Negotiations already started to fill up the second most important position in the administration. UDMR already jumped on the occasion, saying it backs Senator Frunda.
By Daniela Baragan
Given the general consensus for sacking Geoana, ruling coalition MPs yesterday supported the initiative of the opposition, so the result of the vote held in the Permanent Bureau (BP) of the Senate came as no surprise: 112 votes in favour of revoking Geoana from the top position in the Senate, against just 2, and 5 abstentions. The entire procedure actually took no more than 10 minutes, in a secret ballot cast by electronic means. So, at least for now, the ruling coalition has assumed the second position in the state, through the person of Senate vice-president Radu Filip (PDL), who actually was the only name proposed as interim speaker of the Upper House. Under the Regulation, the new speaker will be elected after each political group will announce its candidate, but there is no deadline for these announcements. This allows the power to extend this provisional situation until the parliamentary elections of 2012. Under the same Regulation, the new speaker of the Senate will be the candidate that obtains the best score in the vote, if the quorum of the session is met.
Geoana: I will challenge the decision at the CC
Mircea Geoana yesterday announced that he will challenge at the Constitutional Court (CC) the decision of the Senate that removes him from the top position of this House of the Parliament. He claims that he was sacked via a “political vote” and the reasons invoked by PSD are against both Regulation and Constitution. In the context, Geoana mentioned that the procedure of withdrawing the political support, provided by the Statute of senators and deputies, only refers to the members of Permanent Bureaus, while the presidents (speakers) of the two Houses of the Parliament have a special status. He will also challenge the CEx decision of expelling him from the party, at the PSD Congress that might be held next year and in a civil court.
He claims that, by challenging these decisions, he does not want to “stick to a chair” but rather aims at demonstrating that “the political caprices of a party cannot produce instability in the Romanian state.”

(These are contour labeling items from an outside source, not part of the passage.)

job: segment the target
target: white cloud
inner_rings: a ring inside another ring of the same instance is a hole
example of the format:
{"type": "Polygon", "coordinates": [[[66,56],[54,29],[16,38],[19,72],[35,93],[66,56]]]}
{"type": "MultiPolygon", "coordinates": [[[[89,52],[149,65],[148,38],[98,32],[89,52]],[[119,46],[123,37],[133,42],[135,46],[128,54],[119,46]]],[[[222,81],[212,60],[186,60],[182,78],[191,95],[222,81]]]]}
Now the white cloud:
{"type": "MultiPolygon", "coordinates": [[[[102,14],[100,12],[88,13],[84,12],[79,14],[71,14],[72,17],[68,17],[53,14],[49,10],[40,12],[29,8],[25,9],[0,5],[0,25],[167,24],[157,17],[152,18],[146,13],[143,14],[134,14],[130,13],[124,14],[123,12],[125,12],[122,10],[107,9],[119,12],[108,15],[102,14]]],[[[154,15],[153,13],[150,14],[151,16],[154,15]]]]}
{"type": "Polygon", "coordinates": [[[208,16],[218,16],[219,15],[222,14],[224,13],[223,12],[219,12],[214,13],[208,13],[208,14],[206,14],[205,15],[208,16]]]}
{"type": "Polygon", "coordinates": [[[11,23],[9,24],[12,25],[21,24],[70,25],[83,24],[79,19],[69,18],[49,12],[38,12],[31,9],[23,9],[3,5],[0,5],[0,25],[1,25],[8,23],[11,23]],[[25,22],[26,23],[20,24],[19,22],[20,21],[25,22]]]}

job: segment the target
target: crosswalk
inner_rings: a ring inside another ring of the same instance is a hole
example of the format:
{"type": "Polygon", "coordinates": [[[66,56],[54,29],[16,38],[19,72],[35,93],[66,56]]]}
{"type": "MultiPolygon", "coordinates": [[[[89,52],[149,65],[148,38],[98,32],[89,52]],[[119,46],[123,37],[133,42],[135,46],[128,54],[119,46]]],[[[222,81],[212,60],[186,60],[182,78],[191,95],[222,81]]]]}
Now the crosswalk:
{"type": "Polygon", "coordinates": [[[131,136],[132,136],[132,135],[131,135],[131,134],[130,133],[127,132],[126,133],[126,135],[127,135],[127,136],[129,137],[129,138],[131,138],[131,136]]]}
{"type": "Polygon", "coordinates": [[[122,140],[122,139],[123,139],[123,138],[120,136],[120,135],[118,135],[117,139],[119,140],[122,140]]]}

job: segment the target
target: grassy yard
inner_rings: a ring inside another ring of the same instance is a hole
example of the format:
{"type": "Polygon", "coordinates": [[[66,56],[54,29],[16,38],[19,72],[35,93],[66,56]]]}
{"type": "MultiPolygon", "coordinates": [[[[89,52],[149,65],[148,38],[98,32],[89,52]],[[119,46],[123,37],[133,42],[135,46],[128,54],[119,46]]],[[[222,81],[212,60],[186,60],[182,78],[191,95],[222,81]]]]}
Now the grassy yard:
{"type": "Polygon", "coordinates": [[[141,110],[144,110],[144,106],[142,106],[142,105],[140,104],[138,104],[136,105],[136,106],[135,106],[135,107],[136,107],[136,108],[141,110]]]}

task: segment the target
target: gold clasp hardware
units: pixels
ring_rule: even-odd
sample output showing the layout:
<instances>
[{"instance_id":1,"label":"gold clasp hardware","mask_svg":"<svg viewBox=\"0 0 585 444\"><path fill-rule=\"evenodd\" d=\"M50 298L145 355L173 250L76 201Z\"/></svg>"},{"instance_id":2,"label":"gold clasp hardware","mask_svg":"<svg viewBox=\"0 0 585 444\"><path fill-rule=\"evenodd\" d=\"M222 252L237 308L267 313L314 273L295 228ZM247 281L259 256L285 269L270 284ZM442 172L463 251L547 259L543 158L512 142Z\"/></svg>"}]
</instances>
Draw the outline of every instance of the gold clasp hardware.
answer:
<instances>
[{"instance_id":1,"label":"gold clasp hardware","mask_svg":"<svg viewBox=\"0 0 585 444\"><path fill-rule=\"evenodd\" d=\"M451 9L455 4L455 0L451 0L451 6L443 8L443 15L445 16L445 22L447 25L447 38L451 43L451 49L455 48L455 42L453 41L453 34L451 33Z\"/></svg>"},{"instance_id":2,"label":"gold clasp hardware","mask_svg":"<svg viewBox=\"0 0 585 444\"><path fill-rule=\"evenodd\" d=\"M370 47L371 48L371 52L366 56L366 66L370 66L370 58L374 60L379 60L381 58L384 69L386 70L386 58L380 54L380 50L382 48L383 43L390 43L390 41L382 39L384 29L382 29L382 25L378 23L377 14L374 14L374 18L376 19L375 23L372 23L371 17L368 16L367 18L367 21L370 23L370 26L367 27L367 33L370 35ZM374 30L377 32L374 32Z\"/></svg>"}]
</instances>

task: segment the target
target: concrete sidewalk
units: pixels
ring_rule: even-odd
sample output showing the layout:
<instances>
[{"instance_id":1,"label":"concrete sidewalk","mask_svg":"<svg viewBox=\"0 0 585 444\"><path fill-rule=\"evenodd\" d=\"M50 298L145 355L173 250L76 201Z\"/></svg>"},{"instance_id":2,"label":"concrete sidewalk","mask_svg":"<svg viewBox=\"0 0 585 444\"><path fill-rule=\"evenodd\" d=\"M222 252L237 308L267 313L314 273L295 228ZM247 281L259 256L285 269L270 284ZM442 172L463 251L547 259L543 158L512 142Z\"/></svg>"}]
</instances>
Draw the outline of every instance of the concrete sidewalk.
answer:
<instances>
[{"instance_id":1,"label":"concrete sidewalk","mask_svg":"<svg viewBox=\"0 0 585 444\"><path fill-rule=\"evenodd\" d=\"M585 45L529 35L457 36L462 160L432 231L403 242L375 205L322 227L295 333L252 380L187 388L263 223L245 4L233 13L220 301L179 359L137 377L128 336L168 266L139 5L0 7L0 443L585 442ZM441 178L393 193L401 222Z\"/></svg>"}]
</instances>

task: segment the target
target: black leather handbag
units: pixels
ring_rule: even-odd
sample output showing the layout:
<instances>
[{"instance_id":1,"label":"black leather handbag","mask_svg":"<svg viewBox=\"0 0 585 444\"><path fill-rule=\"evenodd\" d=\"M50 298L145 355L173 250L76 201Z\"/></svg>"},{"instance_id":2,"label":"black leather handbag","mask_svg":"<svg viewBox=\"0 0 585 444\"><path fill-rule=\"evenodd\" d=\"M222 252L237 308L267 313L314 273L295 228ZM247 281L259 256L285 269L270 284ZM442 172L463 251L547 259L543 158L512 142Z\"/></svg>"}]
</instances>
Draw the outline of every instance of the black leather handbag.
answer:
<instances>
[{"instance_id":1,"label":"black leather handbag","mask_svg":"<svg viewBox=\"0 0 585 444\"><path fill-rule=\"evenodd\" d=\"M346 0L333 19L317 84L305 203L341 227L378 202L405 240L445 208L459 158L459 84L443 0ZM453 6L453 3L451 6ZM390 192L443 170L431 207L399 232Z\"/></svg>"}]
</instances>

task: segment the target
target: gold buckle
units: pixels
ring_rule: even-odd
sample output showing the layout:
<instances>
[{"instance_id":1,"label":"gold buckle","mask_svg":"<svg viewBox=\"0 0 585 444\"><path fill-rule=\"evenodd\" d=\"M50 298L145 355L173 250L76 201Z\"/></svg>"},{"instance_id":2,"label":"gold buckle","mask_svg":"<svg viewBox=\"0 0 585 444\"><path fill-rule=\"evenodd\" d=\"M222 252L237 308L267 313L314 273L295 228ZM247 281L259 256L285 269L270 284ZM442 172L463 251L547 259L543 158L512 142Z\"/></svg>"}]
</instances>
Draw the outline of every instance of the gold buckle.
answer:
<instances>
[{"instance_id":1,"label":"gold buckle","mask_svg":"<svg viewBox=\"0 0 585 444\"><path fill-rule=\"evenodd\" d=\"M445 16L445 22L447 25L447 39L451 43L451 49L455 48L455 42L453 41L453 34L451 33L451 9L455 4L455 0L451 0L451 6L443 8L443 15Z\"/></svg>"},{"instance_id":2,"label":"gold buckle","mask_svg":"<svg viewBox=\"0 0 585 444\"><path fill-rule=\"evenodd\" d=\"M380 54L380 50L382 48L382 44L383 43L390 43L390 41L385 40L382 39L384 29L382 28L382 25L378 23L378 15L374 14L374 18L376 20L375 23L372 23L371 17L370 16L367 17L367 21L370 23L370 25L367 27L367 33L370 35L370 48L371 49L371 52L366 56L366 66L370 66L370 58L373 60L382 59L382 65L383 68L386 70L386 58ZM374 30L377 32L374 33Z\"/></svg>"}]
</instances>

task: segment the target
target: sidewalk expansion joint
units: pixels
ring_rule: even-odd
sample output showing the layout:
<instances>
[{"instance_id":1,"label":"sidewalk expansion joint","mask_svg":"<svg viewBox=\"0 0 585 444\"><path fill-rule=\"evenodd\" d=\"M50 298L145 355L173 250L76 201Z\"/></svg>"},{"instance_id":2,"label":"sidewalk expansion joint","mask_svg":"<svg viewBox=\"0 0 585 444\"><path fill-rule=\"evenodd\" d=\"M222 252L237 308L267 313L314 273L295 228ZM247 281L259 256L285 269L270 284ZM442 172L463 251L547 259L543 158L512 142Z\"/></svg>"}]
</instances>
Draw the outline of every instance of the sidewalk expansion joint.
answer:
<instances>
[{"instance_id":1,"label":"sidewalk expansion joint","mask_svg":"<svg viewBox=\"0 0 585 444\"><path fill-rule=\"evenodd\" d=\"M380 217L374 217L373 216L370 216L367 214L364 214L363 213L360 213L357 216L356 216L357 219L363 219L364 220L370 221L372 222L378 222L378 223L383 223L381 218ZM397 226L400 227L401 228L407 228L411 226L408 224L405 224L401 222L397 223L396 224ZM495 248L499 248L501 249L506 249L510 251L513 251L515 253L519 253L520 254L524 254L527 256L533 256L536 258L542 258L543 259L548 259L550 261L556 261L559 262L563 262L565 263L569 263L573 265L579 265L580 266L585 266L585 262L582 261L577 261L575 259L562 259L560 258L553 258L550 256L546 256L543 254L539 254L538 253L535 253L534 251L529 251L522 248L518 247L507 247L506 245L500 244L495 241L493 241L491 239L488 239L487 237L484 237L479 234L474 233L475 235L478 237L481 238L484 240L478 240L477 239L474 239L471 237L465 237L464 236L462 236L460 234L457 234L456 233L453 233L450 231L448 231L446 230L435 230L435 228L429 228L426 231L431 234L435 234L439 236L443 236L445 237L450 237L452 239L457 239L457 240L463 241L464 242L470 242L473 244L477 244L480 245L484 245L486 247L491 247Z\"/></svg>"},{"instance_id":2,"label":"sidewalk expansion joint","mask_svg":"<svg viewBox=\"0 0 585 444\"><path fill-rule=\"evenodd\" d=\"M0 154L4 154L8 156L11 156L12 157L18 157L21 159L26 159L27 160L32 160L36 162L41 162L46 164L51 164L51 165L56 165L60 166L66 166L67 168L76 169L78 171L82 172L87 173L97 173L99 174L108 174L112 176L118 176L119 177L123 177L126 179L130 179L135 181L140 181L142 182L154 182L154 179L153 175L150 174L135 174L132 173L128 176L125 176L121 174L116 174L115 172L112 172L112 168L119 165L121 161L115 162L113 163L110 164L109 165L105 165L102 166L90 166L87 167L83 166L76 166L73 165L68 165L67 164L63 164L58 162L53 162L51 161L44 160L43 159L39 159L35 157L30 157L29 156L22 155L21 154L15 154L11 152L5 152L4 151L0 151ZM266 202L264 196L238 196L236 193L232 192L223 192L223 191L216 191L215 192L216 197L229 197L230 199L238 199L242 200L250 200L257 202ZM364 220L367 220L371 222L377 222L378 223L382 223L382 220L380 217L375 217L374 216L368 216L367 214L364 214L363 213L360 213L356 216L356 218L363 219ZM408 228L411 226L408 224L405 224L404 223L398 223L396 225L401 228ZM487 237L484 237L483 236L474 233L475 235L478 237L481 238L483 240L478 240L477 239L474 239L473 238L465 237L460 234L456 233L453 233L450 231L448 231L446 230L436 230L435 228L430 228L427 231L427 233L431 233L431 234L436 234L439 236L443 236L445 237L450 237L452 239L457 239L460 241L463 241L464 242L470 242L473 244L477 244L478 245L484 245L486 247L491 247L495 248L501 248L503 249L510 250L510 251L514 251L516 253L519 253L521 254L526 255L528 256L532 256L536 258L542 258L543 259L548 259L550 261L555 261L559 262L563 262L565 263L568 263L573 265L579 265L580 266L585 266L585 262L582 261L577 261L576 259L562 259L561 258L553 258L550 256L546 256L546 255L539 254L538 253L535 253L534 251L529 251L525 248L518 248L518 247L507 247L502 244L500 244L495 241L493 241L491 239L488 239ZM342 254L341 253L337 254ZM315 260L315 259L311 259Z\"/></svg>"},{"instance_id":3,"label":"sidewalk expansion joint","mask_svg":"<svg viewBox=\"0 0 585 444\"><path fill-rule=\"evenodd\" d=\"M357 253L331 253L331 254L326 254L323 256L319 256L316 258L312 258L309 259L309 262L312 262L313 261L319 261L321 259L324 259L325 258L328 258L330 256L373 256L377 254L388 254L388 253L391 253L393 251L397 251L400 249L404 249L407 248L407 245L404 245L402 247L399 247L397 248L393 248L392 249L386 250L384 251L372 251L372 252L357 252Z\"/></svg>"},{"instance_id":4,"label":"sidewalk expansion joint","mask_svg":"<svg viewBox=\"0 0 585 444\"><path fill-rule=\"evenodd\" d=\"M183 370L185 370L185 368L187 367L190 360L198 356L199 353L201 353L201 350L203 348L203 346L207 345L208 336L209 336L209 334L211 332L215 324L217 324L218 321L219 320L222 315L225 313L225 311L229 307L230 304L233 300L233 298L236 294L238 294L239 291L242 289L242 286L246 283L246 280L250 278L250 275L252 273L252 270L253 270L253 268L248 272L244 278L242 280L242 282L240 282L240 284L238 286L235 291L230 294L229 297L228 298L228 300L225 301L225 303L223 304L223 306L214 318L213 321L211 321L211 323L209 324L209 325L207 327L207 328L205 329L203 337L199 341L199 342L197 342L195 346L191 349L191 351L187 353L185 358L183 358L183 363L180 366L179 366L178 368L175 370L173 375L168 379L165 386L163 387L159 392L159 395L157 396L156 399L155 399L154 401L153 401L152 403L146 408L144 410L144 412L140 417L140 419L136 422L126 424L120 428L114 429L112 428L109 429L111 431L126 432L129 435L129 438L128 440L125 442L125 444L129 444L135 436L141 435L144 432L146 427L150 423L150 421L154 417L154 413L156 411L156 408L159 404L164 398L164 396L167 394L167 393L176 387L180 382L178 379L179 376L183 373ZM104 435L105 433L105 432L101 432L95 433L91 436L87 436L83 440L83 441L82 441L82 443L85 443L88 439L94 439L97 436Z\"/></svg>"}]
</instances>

On the other hand, Geoana once again lashed out, yesterday, at the acting leadership of Social-Democrats, describing the PSD leaders as “bad-tempered kids that play with the dignities of the state” and “brutes” that make proof of “political cretinism,” adding that Victor Ponta dreams himself a prime-minister, when he is incapable of managing even a motor pool. “If there is no secret agreement here, don’t call me Geoana,” he said, quoted by Mediafax. In his opinion, PSD is playing a dangerous game with its attempts to remove both President Traian Basescu and him – the occupant of the second most important position in the state – at the same time. Ironically, he said that, if the plenum of the Senate elects UDMR Senator Marko Bela as speaker (the Union already announced the intention to nominate its own candidate for the vacated position), this will be the “gift” made by Ponta to the Romanian nation. Once again, he did not miss the opportunity to lash at the honorary president of PSD, Ion Iliescu, whom he described as “a subject encased in a bier” and “moved to a different wing of history.”
War over top position in Senate begins
Once they received it as a “gift” from the opposition, the Democrat-Liberals are not willing to give up the function of Senate speaker. The secretary of the Senate, Orest Onofrei (PDL) said it will be a representative of his party that will hold the top position in the Upper House until the end of the current mandate of the Parliament: either the interim speaker Petru Filip, or another politician that will be elected by the plenum. According to party vice-president Traian Igas, other names of PDL MPs rumored as possible candidates are Vasile Blaga, Mihai Stanisoara and acting speaker Petru Filip. While Igas claimed the presidency of the Senate ‘by right’ for his party, the leader of the PDL group in the Senate, Cristian Radulescu mentioned the existence of a joint PDL-UDMR candidacy.
UDMR however covets this place for itself, as Senator Gyorgy Frunda said that the group of the ethnic Hungarian party in the Upper House has decided to nominate its own candidate for the position of speaker. In his turn, UDMR leader Kelemen Hunor admitted the existence of “a strong trend” inside the Union to have its own candidate for the top position, but a final decision will be made early next week, in the ruling coalition.
Despite the announcement made by the leader of the PSD group in the Senate, Ilie Sarbu, about supporting Titus Corlatean for speaker, political sources quoted by HotNews said that USL might take into consideration supporting the candidate of UDMR. The same sources claimed that UDMR’s wish to give the next speaker has irritated the other junior partner of the ruling coalition, UNPR – led by Gabriel Oprea – that will nominate its own candidate. “If UDMR will propose a name we, too, have Cristi Diaconescu. Anyway, we have more MPs than UDMR, but this issue must be sorted out in the coalition,” a UNPR senator told HotNews.ro.